SoFi continues to build out a suite of financial service products to move the bank beyond just lending. The company now has checking and savings accounts along with cryptocurrency trading driving the financial services revenue segment which grew 442% YoY in the December quarter.

The stock might be more risky to own, if the business was solely based on refinancing student debt. The company now originates more personal loans and home loans. Even under a scenario where student loan debt was cancelled, the target customer would likely quickly shift borrowing habits towards these alternative loan options no longer having to repay student loans.

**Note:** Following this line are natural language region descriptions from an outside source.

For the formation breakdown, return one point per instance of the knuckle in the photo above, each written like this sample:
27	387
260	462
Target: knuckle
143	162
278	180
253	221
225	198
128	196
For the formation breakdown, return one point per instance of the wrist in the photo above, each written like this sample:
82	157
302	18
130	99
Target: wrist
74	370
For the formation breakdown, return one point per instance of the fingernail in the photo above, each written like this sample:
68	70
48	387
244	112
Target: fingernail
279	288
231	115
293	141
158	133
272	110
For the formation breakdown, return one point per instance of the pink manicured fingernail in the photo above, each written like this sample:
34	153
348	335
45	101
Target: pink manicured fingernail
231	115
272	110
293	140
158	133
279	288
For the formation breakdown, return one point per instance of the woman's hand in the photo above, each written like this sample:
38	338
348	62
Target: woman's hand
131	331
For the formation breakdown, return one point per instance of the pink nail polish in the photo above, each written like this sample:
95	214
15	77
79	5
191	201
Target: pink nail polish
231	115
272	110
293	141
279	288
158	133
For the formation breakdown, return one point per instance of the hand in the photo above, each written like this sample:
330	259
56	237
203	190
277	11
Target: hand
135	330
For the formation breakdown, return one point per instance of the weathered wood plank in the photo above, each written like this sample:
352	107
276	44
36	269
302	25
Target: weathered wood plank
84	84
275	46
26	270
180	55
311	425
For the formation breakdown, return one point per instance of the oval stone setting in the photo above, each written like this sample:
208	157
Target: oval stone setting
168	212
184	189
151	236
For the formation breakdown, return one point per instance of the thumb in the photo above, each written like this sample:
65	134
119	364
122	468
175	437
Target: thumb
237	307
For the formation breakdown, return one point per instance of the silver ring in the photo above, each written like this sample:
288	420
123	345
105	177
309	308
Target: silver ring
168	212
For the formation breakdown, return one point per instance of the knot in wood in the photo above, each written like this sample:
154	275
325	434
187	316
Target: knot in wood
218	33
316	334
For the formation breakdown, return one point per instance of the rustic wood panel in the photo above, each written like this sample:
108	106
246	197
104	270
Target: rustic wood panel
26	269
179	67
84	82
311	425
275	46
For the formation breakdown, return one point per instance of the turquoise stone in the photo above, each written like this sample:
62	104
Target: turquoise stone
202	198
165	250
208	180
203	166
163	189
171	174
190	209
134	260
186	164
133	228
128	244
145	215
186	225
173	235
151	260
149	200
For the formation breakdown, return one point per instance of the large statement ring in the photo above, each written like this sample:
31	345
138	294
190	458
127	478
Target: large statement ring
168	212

Investors need to keep in mind SoFi once traded at $24 on multiple occasions. The market for fintechs is far different than last November, but the business model hasn’t exactly taken a different long-term outlook. Under a normal 2023 student loan scenario, the company would generate up to $400 million in adjusted EBITDA with the $650 million in incremental revenue producing somewhere close to $200 million in additional EBITDA profits based on the 30% margins.

Takeaway

The key investor takeaway is that investors need to view full student loan debt refinancing as a bonus going forward. The stock isn’t correctly priced for a company generating 45% revenue growth this year and tripling EBTIDA profits. SoFi hasn’t hit financial targets since closing the SPAC deal, but the problems are out of the control on management.

Investors should use the weakness to load up on a leading fintech trading at the all-time lows.